First by way of context, let me say that while I consider myself a sports fan I am in no way a rabid fan.  Second, the general cult status of successful coaches has for a very long time struck me as ridiculous.  The adoration for Joe Paterno is, to put mildly, over the top [only Bud Grant deserves that kind of reverence]

That said, what I find missing in the attempts to understand why no one did anything [here for instance] is any reflection on what would’ve happened if people had acted correctly.  I certainly don’t intend for this to in any way excuse the actions of those involved, but I think we are missing something crucial if we think the ramifications on Penn State and its officials is the result merely of their not acting appropriately here.

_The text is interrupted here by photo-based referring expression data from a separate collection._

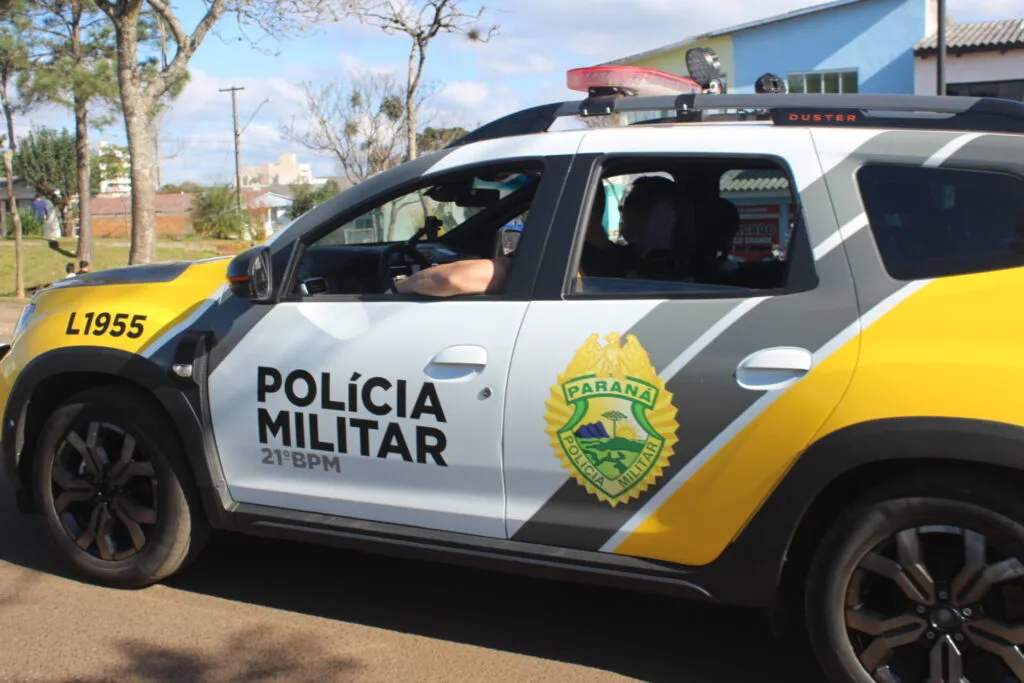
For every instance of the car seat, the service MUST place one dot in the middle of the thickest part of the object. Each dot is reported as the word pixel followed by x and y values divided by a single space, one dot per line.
pixel 660 236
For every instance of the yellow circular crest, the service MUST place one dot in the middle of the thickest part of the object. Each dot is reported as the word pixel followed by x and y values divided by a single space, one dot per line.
pixel 610 419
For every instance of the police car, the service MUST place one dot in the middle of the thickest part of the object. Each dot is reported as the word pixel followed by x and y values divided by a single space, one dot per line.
pixel 790 379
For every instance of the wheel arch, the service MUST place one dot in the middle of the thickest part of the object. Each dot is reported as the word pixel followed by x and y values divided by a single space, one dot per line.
pixel 767 564
pixel 50 378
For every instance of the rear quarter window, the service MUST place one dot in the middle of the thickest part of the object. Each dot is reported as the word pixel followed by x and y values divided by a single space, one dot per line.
pixel 933 222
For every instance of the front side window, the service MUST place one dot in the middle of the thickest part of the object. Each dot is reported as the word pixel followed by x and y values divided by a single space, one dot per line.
pixel 931 222
pixel 434 210
pixel 687 227
pixel 465 217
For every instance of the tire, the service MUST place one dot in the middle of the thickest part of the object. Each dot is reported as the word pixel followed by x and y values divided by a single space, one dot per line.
pixel 944 613
pixel 157 493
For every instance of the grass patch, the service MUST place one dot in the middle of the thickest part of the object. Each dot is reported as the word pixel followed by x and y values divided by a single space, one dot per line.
pixel 45 264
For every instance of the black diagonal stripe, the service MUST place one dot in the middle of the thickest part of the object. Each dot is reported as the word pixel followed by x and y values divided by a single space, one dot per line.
pixel 705 393
pixel 572 517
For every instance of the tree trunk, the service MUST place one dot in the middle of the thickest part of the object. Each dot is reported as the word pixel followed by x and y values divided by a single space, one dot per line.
pixel 143 195
pixel 137 110
pixel 411 102
pixel 18 256
pixel 84 252
pixel 12 143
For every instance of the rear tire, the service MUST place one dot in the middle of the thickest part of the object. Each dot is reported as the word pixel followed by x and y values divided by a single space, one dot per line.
pixel 897 592
pixel 113 483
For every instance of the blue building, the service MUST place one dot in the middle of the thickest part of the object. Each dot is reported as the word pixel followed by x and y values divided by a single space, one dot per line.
pixel 842 46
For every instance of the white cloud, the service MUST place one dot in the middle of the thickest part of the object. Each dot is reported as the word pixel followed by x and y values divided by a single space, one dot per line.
pixel 465 93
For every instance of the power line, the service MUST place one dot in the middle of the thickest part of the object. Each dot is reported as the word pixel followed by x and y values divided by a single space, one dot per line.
pixel 235 117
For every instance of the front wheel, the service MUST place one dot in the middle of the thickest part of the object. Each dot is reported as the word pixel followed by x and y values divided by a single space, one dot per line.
pixel 923 585
pixel 114 486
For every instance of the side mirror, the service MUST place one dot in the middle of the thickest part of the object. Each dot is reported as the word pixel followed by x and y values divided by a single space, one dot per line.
pixel 509 240
pixel 249 274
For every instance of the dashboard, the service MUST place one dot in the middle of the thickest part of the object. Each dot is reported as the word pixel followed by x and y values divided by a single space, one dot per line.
pixel 352 269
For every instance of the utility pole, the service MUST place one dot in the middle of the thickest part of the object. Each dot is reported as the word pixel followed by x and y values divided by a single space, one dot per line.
pixel 940 56
pixel 238 170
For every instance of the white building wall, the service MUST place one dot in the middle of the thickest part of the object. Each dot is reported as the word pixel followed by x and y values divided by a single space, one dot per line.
pixel 972 68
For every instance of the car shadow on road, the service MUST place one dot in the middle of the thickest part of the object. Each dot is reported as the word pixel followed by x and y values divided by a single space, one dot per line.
pixel 249 654
pixel 645 637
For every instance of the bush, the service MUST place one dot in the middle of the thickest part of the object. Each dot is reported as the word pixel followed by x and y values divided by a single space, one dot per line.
pixel 215 215
pixel 31 226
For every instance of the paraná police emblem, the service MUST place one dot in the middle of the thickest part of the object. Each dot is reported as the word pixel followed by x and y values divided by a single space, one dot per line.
pixel 611 420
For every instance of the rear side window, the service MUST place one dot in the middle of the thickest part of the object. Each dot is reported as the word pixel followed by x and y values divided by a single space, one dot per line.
pixel 931 222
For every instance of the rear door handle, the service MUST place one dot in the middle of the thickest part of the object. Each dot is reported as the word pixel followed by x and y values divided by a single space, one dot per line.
pixel 772 369
pixel 467 354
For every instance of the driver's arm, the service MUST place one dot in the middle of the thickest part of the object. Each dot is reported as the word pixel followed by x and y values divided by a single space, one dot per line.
pixel 472 276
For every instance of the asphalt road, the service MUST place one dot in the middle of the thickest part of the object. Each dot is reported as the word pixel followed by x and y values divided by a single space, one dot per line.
pixel 252 609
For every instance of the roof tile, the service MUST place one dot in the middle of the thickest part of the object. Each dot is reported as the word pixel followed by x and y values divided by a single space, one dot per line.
pixel 977 36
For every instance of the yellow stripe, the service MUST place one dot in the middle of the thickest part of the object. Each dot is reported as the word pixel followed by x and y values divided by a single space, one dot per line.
pixel 954 348
pixel 164 304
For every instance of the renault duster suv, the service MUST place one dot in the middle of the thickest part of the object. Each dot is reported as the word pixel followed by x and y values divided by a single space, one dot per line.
pixel 762 350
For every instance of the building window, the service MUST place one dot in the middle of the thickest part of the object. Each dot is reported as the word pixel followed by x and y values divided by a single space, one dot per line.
pixel 833 82
pixel 1005 89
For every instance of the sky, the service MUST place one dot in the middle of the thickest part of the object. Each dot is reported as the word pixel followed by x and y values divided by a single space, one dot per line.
pixel 521 66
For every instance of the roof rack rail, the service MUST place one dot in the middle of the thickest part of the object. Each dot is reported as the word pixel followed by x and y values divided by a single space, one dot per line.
pixel 931 112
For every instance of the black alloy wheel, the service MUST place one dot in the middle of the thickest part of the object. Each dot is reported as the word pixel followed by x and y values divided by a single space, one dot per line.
pixel 116 491
pixel 922 590
pixel 104 491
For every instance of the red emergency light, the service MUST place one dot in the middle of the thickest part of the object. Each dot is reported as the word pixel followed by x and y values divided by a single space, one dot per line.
pixel 630 81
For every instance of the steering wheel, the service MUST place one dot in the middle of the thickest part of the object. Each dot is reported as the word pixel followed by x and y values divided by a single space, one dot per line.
pixel 384 265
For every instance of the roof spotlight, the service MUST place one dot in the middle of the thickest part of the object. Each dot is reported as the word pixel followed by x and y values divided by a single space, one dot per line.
pixel 769 83
pixel 702 65
pixel 717 87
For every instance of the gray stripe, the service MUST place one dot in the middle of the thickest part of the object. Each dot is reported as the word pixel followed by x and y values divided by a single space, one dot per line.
pixel 873 284
pixel 572 517
pixel 668 329
pixel 890 147
pixel 705 393
pixel 994 153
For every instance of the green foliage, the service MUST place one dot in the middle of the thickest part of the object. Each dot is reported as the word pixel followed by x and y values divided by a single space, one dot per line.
pixel 31 225
pixel 305 196
pixel 67 72
pixel 45 159
pixel 14 58
pixel 215 214
pixel 432 139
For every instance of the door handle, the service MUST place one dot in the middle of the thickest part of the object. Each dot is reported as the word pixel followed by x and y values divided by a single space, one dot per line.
pixel 772 369
pixel 467 354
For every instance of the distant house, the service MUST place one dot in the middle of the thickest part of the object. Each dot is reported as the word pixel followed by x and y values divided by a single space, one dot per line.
pixel 983 59
pixel 269 209
pixel 24 194
pixel 112 215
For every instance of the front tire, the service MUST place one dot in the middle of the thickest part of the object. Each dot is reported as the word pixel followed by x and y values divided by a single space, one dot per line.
pixel 114 486
pixel 923 583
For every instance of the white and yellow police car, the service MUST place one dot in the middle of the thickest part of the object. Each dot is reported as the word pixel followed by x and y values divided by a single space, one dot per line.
pixel 788 379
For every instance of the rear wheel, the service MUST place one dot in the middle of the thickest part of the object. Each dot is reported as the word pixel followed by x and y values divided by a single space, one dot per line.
pixel 113 484
pixel 923 585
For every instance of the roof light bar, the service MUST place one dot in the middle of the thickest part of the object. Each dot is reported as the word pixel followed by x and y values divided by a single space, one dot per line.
pixel 630 82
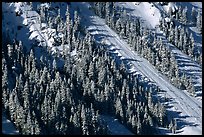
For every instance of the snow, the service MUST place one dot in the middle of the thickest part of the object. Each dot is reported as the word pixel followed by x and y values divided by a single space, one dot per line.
pixel 188 109
pixel 7 126
pixel 115 127
pixel 145 10
pixel 184 104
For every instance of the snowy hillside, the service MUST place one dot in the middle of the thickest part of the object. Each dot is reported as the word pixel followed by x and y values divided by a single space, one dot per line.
pixel 102 68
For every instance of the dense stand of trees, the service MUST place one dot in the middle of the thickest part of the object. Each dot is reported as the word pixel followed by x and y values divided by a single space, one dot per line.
pixel 42 98
pixel 148 45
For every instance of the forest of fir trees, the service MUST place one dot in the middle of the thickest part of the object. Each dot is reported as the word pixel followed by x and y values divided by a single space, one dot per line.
pixel 42 98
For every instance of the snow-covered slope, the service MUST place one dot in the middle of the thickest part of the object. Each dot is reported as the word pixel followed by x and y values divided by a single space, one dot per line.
pixel 189 108
pixel 7 126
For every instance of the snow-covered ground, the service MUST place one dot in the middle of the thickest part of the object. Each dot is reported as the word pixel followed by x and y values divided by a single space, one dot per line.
pixel 189 109
pixel 8 127
pixel 115 127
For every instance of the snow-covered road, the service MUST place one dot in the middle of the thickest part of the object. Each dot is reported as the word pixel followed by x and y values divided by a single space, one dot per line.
pixel 186 105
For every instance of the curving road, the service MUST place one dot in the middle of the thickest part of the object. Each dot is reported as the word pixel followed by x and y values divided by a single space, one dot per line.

First, somewhat aside from my point here, I’m at a complete loss as to the conduct of the graduate assistant.  On hearing a rough outline of events I thought of giving him a sliver of pass for being young, but have since found out he was 28 at the time.  At that age I was seeking out arguments with the higher ups and ruining my career.  Moreover, he was a football player himself, so physically handling Sandusky without assistance should’ve been no problem for him.  One extenuating circumstance is that as a football player he probably hadn’t developed an adequate network of people he could contact and run things by who would provide him with sound advice. 

But to my main point here, I would contend that if Paterno and the AD had gone to the authorities as they should have the results would most likely have been:

a)      A major scandal, particularly as the earlier incident with Sandusky came out with program being severely damaged.
b)      Paterno wouldn’t have been fired, but he would’ve been asked to retire at the end of the year.  He was after all in his mid-70s.  The incident in the shower involving a former assistant coach would’ve shown that he was no longer up to his duties.
c)      Penn State would’ve been subject to one or more lawsuits
d)      The football program would’ve been severely damaged, it’s reputation for propriety shattered.

Again, I don’t think there is any excuse here for not turning Sandusky in immediately.  But I think we are missing something crucial here if we don’t realistically consider what the results would’ve been from doing the right thing.